Dank des schnellen und koordinierten Handelns der Einsatzkräfte konnte das Übergreifen der Flammen verhindert und gefährdete Bewohner gerettet werden.
Die Feuerwehr Bonn wurde gegen 22.13 Uhr über eine starke Rauchentwicklung im Keller des Wohngebäudes informiert. Beim Eintreffen der ersten Einheiten drang massiver Brandrauch aus den Kellerzugängen und der Haustür. Der Treppenraum sowie die Flure waren bereits stark verraucht. Unverzüglich leitete die Feuerwehr die Rettung der Bewohner ein, die sicher ins Freie geführt und dort vom Rettungsdienst gesichtet und betreut wurden. Ein Bewohner erlitt eine leichte Rauchgasintoxikation und wurde in ein Bonner Krankenhaus transportiert. Ein Linienbus der SWB stand den weiteren Bewohnern zum Aufwärmen zur Verfügung. Einige der Bewohner konnten in ihren sicheren Wohnungen verbleiben und wurden über eine Drehleiter von der Straßenfront aus betreut.
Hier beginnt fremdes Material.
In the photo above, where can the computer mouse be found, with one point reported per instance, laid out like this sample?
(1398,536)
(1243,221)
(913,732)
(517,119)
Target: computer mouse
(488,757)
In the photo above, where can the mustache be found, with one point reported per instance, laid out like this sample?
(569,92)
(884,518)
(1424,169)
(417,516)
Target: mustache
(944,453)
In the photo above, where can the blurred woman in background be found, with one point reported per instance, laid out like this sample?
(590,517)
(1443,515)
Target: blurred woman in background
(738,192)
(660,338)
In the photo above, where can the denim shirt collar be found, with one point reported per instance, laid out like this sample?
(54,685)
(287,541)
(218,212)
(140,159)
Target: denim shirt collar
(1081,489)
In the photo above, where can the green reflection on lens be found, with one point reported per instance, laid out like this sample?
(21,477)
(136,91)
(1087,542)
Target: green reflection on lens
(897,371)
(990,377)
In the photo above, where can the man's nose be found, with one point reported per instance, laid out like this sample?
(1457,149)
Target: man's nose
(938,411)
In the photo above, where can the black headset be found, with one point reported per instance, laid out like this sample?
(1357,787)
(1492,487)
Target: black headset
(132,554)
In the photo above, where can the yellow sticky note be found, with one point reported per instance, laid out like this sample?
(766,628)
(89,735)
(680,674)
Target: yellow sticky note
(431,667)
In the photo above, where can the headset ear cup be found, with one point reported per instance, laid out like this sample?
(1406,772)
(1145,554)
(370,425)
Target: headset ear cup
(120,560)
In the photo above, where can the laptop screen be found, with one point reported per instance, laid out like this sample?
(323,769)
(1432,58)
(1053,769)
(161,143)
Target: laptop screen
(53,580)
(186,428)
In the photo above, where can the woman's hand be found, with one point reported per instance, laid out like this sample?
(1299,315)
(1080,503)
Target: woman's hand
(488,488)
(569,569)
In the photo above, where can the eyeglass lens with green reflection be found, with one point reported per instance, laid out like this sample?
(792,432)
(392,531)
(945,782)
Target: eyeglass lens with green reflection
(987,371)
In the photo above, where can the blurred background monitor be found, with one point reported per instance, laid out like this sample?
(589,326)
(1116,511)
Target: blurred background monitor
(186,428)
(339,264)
Während der Evakuierung drang ein Trupp unter Atemschutz in den Keller vor. Der Brandherd konnte rasch lokalisiert und gelöscht werden, wodurch eine weitere Ausbreitung von Feuer und Rauch auf angrenzende Kellerräume und Wohneinheiten erfolgreich verhindert wurde. Nachdem das Gebäude umfassend belüftet und auf Schadstoffkonzentrationen kontrolliert worden war, konnten die Bewohner nach Abschluss der Maßnahmen in ihre Wohnungen zurückkehren. Wegen der Straßensperrung im Bereich der Einsatzstelle musste der Busverkehr seine Linienfahrten unterbrechen.
Die Polizei hat die Ermittlungen zur Brandursache aufgenommen. An dem Einsatz waren die Feuerwachen 1 und 2 der Berufsfeuerwehr, die Löscheinheit Duisdorf der Freiwilligen Feuerwehr sowie der Rettungs- und Führungsdienst mit insgesamt 35 Einsatzkräften beteiligt.